Den Nesenbach aus der Versenkung holen – und damit fließendes Wasser in die Stadt: Das Sommerfestival am Stadtpalais huldigt dem Nesenbach.
Der Nesenbach, er lebt! Die Gäste der Eröffnungsveranstaltung des Sommerfestivals am Stuttgarter Stadtpalais konnten sich am Freitagabend davon überzeugen, dass dieses Urgewässer der Landeshauptstadt aus der Versenkung geholt wurde.
Und das auf mehrfache Weise. Hier mit historischen Erläuterungen und Fotos aus der grauen Vergangenheit.

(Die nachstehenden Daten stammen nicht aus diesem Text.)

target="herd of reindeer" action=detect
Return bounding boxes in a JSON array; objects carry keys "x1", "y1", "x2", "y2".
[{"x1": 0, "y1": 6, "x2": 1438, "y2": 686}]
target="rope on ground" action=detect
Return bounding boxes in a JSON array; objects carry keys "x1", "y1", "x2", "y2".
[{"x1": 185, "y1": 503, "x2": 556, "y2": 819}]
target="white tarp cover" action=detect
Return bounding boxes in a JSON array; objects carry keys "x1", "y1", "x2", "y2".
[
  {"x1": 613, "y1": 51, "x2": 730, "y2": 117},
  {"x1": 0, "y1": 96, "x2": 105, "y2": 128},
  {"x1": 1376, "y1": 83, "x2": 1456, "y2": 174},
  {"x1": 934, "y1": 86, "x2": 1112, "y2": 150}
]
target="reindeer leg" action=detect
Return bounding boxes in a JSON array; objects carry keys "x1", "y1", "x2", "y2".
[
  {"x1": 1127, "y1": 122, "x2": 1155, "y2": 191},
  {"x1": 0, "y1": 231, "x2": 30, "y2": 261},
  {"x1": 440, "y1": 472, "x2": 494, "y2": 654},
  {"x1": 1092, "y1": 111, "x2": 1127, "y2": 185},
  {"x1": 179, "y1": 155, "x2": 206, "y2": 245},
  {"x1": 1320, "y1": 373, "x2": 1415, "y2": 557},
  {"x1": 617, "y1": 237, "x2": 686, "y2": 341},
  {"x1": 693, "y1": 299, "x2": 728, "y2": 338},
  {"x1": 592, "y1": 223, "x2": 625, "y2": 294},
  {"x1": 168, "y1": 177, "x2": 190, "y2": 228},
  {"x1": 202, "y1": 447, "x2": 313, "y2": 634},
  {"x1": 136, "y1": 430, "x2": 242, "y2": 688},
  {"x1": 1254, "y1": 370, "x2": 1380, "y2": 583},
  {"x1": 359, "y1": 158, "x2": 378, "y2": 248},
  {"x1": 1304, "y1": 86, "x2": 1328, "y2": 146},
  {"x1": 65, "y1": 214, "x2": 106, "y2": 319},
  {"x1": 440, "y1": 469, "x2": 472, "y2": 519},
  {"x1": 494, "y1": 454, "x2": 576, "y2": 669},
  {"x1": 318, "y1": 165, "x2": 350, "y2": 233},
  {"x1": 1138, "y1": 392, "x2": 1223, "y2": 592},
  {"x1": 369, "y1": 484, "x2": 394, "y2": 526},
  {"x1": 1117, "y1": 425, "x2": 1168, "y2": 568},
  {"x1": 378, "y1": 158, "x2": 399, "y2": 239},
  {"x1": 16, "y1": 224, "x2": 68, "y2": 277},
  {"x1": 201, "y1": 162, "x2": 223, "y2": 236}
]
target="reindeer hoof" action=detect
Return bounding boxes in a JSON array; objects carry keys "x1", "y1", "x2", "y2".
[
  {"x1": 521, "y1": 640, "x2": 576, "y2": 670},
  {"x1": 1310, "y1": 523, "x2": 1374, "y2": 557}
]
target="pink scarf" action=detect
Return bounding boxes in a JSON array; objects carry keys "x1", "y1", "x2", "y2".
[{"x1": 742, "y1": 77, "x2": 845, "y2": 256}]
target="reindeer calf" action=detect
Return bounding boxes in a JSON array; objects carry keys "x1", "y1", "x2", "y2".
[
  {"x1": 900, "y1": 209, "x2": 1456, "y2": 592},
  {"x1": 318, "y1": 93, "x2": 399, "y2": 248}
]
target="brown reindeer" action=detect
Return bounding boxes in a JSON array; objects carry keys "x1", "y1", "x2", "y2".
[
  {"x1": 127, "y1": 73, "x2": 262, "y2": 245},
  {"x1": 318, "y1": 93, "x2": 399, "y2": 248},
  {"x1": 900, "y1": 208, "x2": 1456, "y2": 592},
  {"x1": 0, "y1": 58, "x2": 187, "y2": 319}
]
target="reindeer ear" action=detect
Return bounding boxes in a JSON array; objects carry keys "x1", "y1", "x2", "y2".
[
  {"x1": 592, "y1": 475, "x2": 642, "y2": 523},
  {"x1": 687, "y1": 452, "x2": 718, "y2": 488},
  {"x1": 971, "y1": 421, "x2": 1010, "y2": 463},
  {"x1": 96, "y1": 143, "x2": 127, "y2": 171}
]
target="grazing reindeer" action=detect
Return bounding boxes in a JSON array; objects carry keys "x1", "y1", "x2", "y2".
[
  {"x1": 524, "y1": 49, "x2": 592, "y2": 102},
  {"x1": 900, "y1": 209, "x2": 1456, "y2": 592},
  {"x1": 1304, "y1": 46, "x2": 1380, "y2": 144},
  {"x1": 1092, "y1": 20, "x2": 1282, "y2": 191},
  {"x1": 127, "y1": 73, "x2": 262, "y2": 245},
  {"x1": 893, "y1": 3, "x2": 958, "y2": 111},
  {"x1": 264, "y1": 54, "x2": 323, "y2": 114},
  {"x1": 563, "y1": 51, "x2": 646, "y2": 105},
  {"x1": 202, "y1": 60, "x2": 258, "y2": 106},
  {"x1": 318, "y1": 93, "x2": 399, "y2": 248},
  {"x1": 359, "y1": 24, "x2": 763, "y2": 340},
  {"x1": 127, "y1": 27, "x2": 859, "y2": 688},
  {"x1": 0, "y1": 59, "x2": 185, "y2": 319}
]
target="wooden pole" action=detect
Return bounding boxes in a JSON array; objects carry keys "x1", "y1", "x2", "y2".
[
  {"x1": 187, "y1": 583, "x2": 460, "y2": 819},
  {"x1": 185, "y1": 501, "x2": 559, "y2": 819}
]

Und dort mit einer schönen Utopie in der Gegenwart: ein rund 40 Meter langer, künstlicher Bachlauf im Garten des Stadtpalais. Und statt stinkendem Abwasserkanal (was der Nesenbach in seiner Kernzeit hauptsächlich war) erleben die Stuttgarter für sechs Wochen eine plätschernde Nesenbach-Nachbildung mit allem, was zu einem Idyll dazugehört: kleine Sandbucht, Staudamm, Brücke und Wasserfall im Miniaturformat. Dazu neun offene Holzhütten, die die Grundlage für das Motto des Sommerfestivals lieferten: Camping am Nesenbach.
Dabei war den Veranstaltern kurz vor dem Startschuss der Schreck in die Glieder gefahren. „Als es heute Nachmittag gegen 15 Uhr zu regnen begonnen hatte, dachten wir schon, dass kein Mensch kommt und wir bei der Eröffnung ganz alleine sein werden“, berichtete Stadtpalais-Direktor Torben Giese von seiner Furcht. Sie war letztlich unbegründet, denn die Schauer waren längst wieder fort und die laue Sommerluft zurück, als es losging. Tatsächlich füllte sich das Gartengelände auf der Rückseite des Museums im Lauf des Abends immer mehr mit Publikum.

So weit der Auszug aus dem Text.